Most Helpful Customer Reviews
|
|
21 of 22 people found the following review helpful:
5.0 out of 5 stars
Don't waste time reading this, just buy it now!, 29 Oct 2005
This band are incredible, I've known this for many years since I heard Experience/Cogs in Cogs on Tommy Vance's rock show and immediately scrabbled about for a tape to find out what it was! I'd never seen them play live, till I bought this DVD. There's plenty of good material on the disc, but the highlight for me is the broadcast from a German show in 1974. The director of the show, Christopher Nupen was a classical music director and invited the band on to perform on his "Sunday Concert" show. I think this is why the sound balance is so good and clear, surprising for a TV broadcast, especially from that time. The band are on storming form and the musicianship and commitment displayed are out of this world. Every note is full of life and obviously enjoyed by the band as they display their versatility on a whole host of instruments including violin, cello, trumpet, sax, recorders, drums and chime bars! If you don't know their music, yes, it is an acquired taste and possibly won't grab you right away. They seem classically influenced, with complex rhythms mixed with medieval music and driving rock solos too. I hate the term 'Prog Rock', for me it's just amazing music. If you do know their music, you'll have bought this by now. If not, what are you waiting for?
|
|
|
8 of 8 people found the following review helpful:
5.0 out of 5 stars
TEN Stars!
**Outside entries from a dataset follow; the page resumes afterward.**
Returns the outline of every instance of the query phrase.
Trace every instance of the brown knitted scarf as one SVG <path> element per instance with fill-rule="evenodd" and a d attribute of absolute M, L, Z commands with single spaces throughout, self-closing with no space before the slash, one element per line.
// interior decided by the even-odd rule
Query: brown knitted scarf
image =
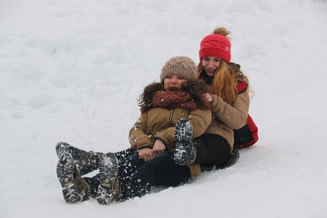
<path fill-rule="evenodd" d="M 153 94 L 152 101 L 149 106 L 168 109 L 185 108 L 191 111 L 196 109 L 196 104 L 192 96 L 185 90 L 158 91 Z"/>

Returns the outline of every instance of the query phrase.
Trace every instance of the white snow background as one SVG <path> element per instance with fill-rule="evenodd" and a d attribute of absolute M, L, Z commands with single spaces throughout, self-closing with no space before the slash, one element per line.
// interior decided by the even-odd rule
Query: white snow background
<path fill-rule="evenodd" d="M 327 217 L 326 0 L 0 0 L 0 217 Z M 254 146 L 228 168 L 124 202 L 64 200 L 57 142 L 129 147 L 137 98 L 171 57 L 232 32 Z"/>

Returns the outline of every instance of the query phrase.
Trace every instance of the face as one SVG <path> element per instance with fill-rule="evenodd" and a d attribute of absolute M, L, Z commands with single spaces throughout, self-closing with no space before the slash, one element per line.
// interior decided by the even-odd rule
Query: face
<path fill-rule="evenodd" d="M 202 59 L 202 65 L 209 77 L 213 77 L 219 67 L 222 59 L 216 57 L 205 57 Z"/>
<path fill-rule="evenodd" d="M 182 88 L 182 83 L 186 80 L 186 79 L 178 75 L 173 74 L 169 76 L 164 78 L 164 88 L 165 90 L 172 87 L 180 89 Z"/>

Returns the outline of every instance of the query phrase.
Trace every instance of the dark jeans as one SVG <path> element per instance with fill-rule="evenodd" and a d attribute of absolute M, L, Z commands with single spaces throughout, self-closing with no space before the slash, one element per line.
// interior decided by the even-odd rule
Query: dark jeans
<path fill-rule="evenodd" d="M 194 140 L 197 156 L 192 164 L 219 168 L 228 162 L 230 147 L 221 136 L 209 133 L 202 135 Z"/>
<path fill-rule="evenodd" d="M 165 152 L 147 162 L 133 154 L 119 160 L 118 174 L 121 195 L 119 200 L 124 201 L 141 197 L 155 186 L 175 186 L 187 181 L 190 172 L 186 166 L 177 164 L 171 152 Z M 96 195 L 100 184 L 100 176 L 84 178 L 90 184 L 91 196 Z"/>

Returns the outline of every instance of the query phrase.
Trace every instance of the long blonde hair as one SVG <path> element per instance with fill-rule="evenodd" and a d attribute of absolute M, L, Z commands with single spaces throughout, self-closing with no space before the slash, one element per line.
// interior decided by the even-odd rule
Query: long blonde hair
<path fill-rule="evenodd" d="M 231 32 L 225 27 L 216 27 L 212 32 L 214 34 L 220 34 L 229 39 L 229 35 Z M 219 58 L 219 57 L 218 57 Z M 198 77 L 204 78 L 206 73 L 203 68 L 202 59 L 197 66 Z M 239 69 L 228 65 L 224 59 L 221 60 L 219 67 L 217 69 L 209 88 L 209 92 L 213 95 L 218 96 L 224 101 L 230 105 L 233 103 L 236 98 L 236 84 L 235 81 L 235 74 L 240 72 L 246 78 L 246 81 L 248 84 L 248 80 L 246 76 Z"/>

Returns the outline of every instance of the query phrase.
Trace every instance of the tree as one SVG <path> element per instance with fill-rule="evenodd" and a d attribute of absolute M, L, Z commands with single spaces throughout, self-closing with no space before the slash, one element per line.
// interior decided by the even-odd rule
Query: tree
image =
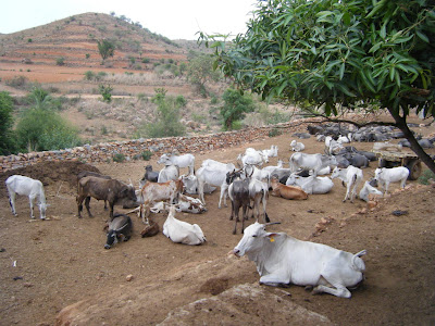
<path fill-rule="evenodd" d="M 391 125 L 435 172 L 434 161 L 407 125 L 413 110 L 425 117 L 435 112 L 434 4 L 259 1 L 247 33 L 234 42 L 204 34 L 200 39 L 207 46 L 213 42 L 215 64 L 225 75 L 263 98 L 308 101 L 325 117 L 359 108 L 386 109 Z"/>
<path fill-rule="evenodd" d="M 9 155 L 15 150 L 12 111 L 12 97 L 5 91 L 0 91 L 0 155 Z"/>
<path fill-rule="evenodd" d="M 225 130 L 232 130 L 233 124 L 245 117 L 245 113 L 252 112 L 256 105 L 252 98 L 241 95 L 238 90 L 228 88 L 222 96 L 224 104 L 221 106 L 223 126 Z"/>
<path fill-rule="evenodd" d="M 187 66 L 187 77 L 207 97 L 207 82 L 217 82 L 221 74 L 213 70 L 213 58 L 209 54 L 192 55 Z"/>
<path fill-rule="evenodd" d="M 102 58 L 102 61 L 108 59 L 109 57 L 113 57 L 115 53 L 115 45 L 107 39 L 97 40 L 98 42 L 98 52 Z"/>

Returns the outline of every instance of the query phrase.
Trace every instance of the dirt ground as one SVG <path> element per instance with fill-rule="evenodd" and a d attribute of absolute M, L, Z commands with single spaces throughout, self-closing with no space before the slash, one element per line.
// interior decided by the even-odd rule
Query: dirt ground
<path fill-rule="evenodd" d="M 422 134 L 431 130 L 421 129 Z M 291 135 L 196 155 L 235 162 L 247 147 L 279 148 L 288 162 Z M 302 140 L 306 152 L 323 151 L 312 137 Z M 373 143 L 356 143 L 370 150 Z M 432 152 L 435 153 L 435 152 Z M 101 173 L 137 185 L 144 166 L 128 162 L 95 165 Z M 278 158 L 270 164 L 275 165 Z M 363 170 L 371 177 L 376 162 Z M 141 238 L 141 222 L 133 238 L 104 250 L 103 203 L 91 200 L 96 217 L 76 216 L 75 187 L 71 177 L 79 163 L 47 163 L 12 173 L 40 178 L 46 186 L 50 221 L 29 221 L 28 200 L 17 200 L 18 216 L 11 214 L 4 187 L 0 189 L 0 324 L 1 325 L 434 325 L 435 323 L 435 215 L 431 186 L 408 181 L 406 190 L 391 186 L 393 195 L 373 210 L 365 202 L 343 203 L 345 188 L 334 180 L 327 195 L 307 201 L 270 197 L 271 227 L 299 239 L 322 242 L 363 256 L 366 279 L 352 298 L 312 296 L 302 287 L 258 286 L 256 266 L 247 258 L 228 255 L 240 240 L 232 234 L 229 208 L 217 209 L 219 192 L 206 196 L 208 212 L 177 218 L 197 223 L 208 241 L 202 246 L 173 243 L 162 233 Z M 183 171 L 182 171 L 183 172 Z M 229 204 L 229 202 L 228 202 Z M 231 204 L 229 204 L 231 205 Z M 396 216 L 394 211 L 406 211 Z M 115 211 L 126 212 L 121 208 Z M 37 216 L 39 212 L 35 211 Z M 154 220 L 162 227 L 165 215 Z M 248 224 L 253 223 L 249 220 Z M 127 276 L 133 279 L 127 281 Z M 257 293 L 257 294 L 256 294 Z M 61 312 L 62 311 L 62 312 Z M 313 314 L 315 313 L 315 314 Z"/>

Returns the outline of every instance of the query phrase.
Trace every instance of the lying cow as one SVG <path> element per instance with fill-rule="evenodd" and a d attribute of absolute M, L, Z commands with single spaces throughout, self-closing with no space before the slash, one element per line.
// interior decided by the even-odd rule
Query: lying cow
<path fill-rule="evenodd" d="M 365 265 L 360 256 L 365 250 L 352 254 L 326 244 L 301 241 L 285 233 L 268 233 L 268 225 L 256 222 L 248 226 L 233 250 L 236 256 L 247 254 L 256 263 L 260 284 L 311 286 L 313 293 L 350 298 L 348 288 L 363 280 Z"/>
<path fill-rule="evenodd" d="M 189 224 L 175 218 L 175 206 L 171 205 L 170 214 L 163 224 L 163 235 L 173 242 L 184 244 L 201 244 L 206 237 L 197 224 Z"/>
<path fill-rule="evenodd" d="M 115 214 L 108 225 L 108 240 L 104 249 L 110 249 L 114 243 L 128 241 L 132 237 L 133 223 L 129 216 L 124 214 Z"/>
<path fill-rule="evenodd" d="M 165 202 L 159 201 L 150 209 L 150 211 L 154 214 L 160 213 L 162 211 L 166 211 L 167 205 L 169 204 L 166 204 Z M 174 205 L 177 212 L 191 214 L 201 214 L 203 212 L 207 212 L 206 206 L 198 198 L 192 198 L 186 195 L 179 195 L 178 202 Z"/>
<path fill-rule="evenodd" d="M 272 196 L 282 197 L 284 199 L 304 200 L 308 193 L 299 187 L 286 186 L 279 183 L 276 175 L 271 178 Z"/>
<path fill-rule="evenodd" d="M 113 218 L 113 206 L 115 204 L 123 205 L 125 209 L 132 209 L 138 205 L 135 188 L 132 185 L 128 186 L 116 179 L 102 179 L 87 176 L 78 180 L 77 192 L 78 217 L 82 217 L 83 201 L 85 198 L 85 206 L 89 217 L 92 217 L 89 210 L 91 197 L 97 200 L 107 200 L 109 202 L 110 218 Z"/>

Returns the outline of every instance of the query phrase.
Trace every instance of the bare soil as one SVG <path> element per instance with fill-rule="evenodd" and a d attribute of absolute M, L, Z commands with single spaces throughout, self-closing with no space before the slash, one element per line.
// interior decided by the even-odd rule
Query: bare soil
<path fill-rule="evenodd" d="M 247 147 L 266 149 L 271 145 L 277 145 L 279 158 L 288 162 L 291 139 L 282 135 L 197 154 L 196 166 L 204 159 L 235 162 Z M 306 152 L 323 151 L 323 143 L 313 137 L 302 142 Z M 370 150 L 373 145 L 355 146 Z M 233 235 L 229 208 L 217 209 L 217 191 L 206 197 L 207 213 L 176 215 L 202 228 L 208 239 L 203 246 L 173 243 L 161 233 L 141 238 L 141 222 L 133 215 L 133 238 L 104 250 L 109 212 L 102 202 L 91 200 L 96 217 L 89 218 L 85 212 L 77 218 L 74 174 L 82 168 L 99 170 L 137 185 L 145 165 L 159 167 L 157 159 L 95 166 L 46 163 L 0 175 L 1 183 L 11 174 L 41 179 L 51 218 L 30 222 L 27 198 L 18 198 L 18 216 L 13 216 L 7 191 L 0 189 L 1 325 L 156 325 L 165 319 L 165 325 L 434 325 L 433 187 L 408 181 L 406 190 L 398 190 L 394 184 L 393 195 L 373 210 L 364 210 L 366 203 L 359 199 L 341 202 L 345 188 L 338 180 L 330 193 L 313 195 L 307 201 L 270 197 L 269 215 L 281 222 L 271 229 L 349 252 L 368 250 L 363 256 L 366 279 L 347 300 L 312 296 L 296 286 L 258 286 L 254 264 L 227 254 L 241 238 L 240 225 Z M 276 161 L 273 158 L 270 164 Z M 372 162 L 363 171 L 364 179 L 375 167 Z M 394 215 L 398 210 L 405 214 Z M 154 220 L 162 227 L 165 214 L 157 214 Z M 248 221 L 251 223 L 253 220 Z M 128 275 L 133 276 L 129 281 Z"/>

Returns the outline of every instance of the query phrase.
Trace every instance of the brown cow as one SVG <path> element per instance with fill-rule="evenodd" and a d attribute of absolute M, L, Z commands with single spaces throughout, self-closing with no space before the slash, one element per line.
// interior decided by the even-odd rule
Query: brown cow
<path fill-rule="evenodd" d="M 298 187 L 286 186 L 279 183 L 276 176 L 271 178 L 272 196 L 285 199 L 308 199 L 308 193 Z"/>
<path fill-rule="evenodd" d="M 132 209 L 139 205 L 137 203 L 135 188 L 116 179 L 102 179 L 99 177 L 87 176 L 78 180 L 77 192 L 76 200 L 78 217 L 82 217 L 83 201 L 85 198 L 85 206 L 88 211 L 89 217 L 92 217 L 92 214 L 89 211 L 91 197 L 97 200 L 107 200 L 109 202 L 110 218 L 113 218 L 113 206 L 115 204 L 122 204 L 125 209 Z"/>

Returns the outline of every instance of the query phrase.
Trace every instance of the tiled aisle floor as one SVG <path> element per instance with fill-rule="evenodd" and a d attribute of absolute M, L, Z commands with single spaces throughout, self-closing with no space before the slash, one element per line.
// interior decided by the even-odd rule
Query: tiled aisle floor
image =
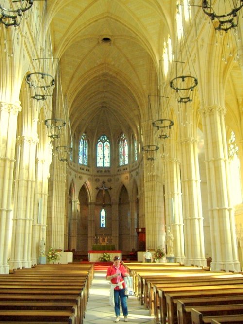
<path fill-rule="evenodd" d="M 113 323 L 115 318 L 114 307 L 109 303 L 109 282 L 105 280 L 106 272 L 96 271 L 89 292 L 84 324 L 106 324 Z M 127 301 L 128 323 L 154 323 L 154 318 L 141 305 L 136 297 L 129 297 Z M 121 307 L 119 323 L 124 323 Z"/>

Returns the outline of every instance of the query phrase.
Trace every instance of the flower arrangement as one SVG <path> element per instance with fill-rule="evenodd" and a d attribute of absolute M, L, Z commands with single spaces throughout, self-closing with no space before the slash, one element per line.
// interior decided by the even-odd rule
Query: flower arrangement
<path fill-rule="evenodd" d="M 101 261 L 110 261 L 110 255 L 108 253 L 103 253 L 102 255 L 99 258 L 99 260 Z"/>
<path fill-rule="evenodd" d="M 55 261 L 60 260 L 59 252 L 55 249 L 50 248 L 47 253 L 47 259 L 49 261 Z"/>
<path fill-rule="evenodd" d="M 165 250 L 164 249 L 161 249 L 160 248 L 158 248 L 155 251 L 154 253 L 154 258 L 155 260 L 158 260 L 159 259 L 162 259 L 165 255 Z"/>

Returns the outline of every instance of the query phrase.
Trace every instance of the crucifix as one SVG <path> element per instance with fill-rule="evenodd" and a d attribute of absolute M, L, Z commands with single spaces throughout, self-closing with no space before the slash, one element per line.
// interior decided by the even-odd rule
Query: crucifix
<path fill-rule="evenodd" d="M 104 180 L 102 181 L 102 185 L 101 187 L 99 188 L 98 187 L 96 187 L 95 188 L 96 190 L 102 190 L 102 199 L 103 199 L 103 202 L 102 204 L 103 205 L 103 207 L 104 207 L 104 195 L 105 194 L 105 190 L 111 190 L 112 188 L 111 187 L 105 187 L 105 181 Z"/>

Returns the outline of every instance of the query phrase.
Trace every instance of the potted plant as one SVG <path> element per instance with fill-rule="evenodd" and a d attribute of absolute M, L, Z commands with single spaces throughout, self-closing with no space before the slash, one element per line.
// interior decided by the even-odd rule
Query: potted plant
<path fill-rule="evenodd" d="M 53 248 L 49 249 L 47 256 L 49 262 L 52 262 L 53 263 L 55 263 L 56 261 L 59 261 L 60 258 L 59 252 Z"/>
<path fill-rule="evenodd" d="M 163 258 L 165 256 L 165 250 L 164 249 L 158 248 L 154 253 L 154 259 L 156 262 L 162 262 Z"/>
<path fill-rule="evenodd" d="M 108 253 L 103 253 L 102 255 L 99 258 L 101 261 L 110 261 L 110 255 Z"/>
Acquire this Taste immediately!, 3 Aug 2006
Several hours after receiving this riveting disk and following constant play, I just managed to pull myself away for long enough to write about it - and now find myself in "What can I say?" speechless ecstasy! Nothing as inarticulate as "Wow!" will convey the thrill of this; so you'll have to imagine one of those climactic sigh-grunts accompanied by flickering-closed eyes for the gist of the joy this gives me. Words simply can't say how wonderful it is to see and hear Giant "live" again after all these years.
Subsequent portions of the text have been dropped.